Slashdot Mirror


CPAN: $677 Million of Perl

Adam K writes "It had to happen eventually. CPAN has finally gotten the sloccount treatment, and the results are interesting. At 15.4 million lines of code, CPAN is starting to approach the size of the entire Redhat 6.2 distribution mentioned in David Wheeler's original paper. Could this help explain perl's relatively low position in the SourceForge.net language numbers?"

10 of 277 comments (clear)

  1. Re:Perl coders make $135k/year? by daperdan · · Score: 2, Informative

    I don't know any perl coders who make $135 a year, let alone $135,000!

    Just so you know:
    Amazon.com hires Perl programmers at a pretty good rate. Perl continues to be one of the top languages on the net. You statement is pretty rediculous. Check jobs.perl.org if you think people can't make money writing perl. You statement is quite ignorant.

  2. Re:Mining CPan by Waffle+Iron · · Score: 3, Informative
    Well, what I'd like to see first would be a Python equivalent to CPAN existing in the first place.

    While it's not nearly as big as CPAN, I often find Python code I need in the Vaults of Parnassus

  3. Re:Perl coders make $135k/year? by Waffle+Iron · · Score: 2, Informative

    It may cost the employer $135K, but that's not the programmer's take-home pay. One rule of thumb I've seen is to multiply salary by ~2 to get the employer's total costs including equipment, office costs, taxes, etc. That would imply a salary of around $67K.

  4. Re:Perl coders make $135k/year? by Minwee · · Score: 5, Informative

    On average, salary is only half of what a company pays for an employee. If you count benefits, office space, training, administration and all of the other costs involved that $135k works out to more like a $67,000 salary.

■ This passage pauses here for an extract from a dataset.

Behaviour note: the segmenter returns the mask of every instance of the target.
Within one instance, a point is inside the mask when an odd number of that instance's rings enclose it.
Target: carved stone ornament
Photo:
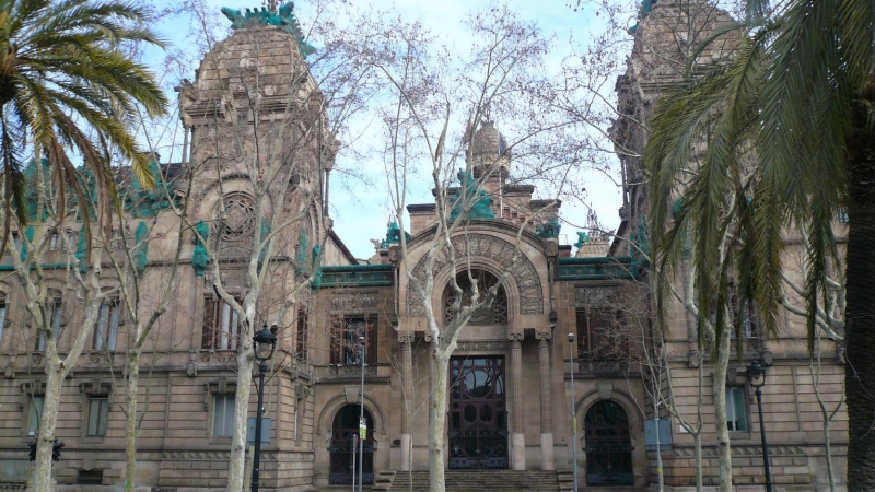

    A junior programmer working in Manhattan makes about $60,000 a year according to a recent salary survey, going up to $90,000 for a senior guru. Based on those numbers I don't see anything wrong with the $135k/year figure.

    Coders may not _make_ $135,000, but they do _cost_ that much to employ.

  5. Remember by ajs318 · · Score: 2, Informative

    I think one of the reasons why many of the things people do in Perl don't end up becoming SourceForge projects is because they're specific to a particular environment -- my company does pretty much everything {that others might do on Windows desktops} using in-house-written Perl scripts accessed through a web browser; but they really aren't general-purpose enough to warrant releasing to the world at large. For instance, we need to store the Ordnance Survey grid references of our customers -- but not everyone will need that functionality. Perl itself provides a kind of "generality-of-purpose abstraction layer"; there's not much sense in writing a program that can handle fifty squillion different data formats if you're only ever going to use one, especially given that processor power and disk space are so cheap nowadays. I also use Perl for jobs that could be done using bash or awk or sed, but Perl is just so handy; and if I need to add one more fearure, I know I can. I'll also use perl -e 'print "something\n"' in an Xterm as a calculator {one day I'll even define a key map that puts the sequence on a function key}.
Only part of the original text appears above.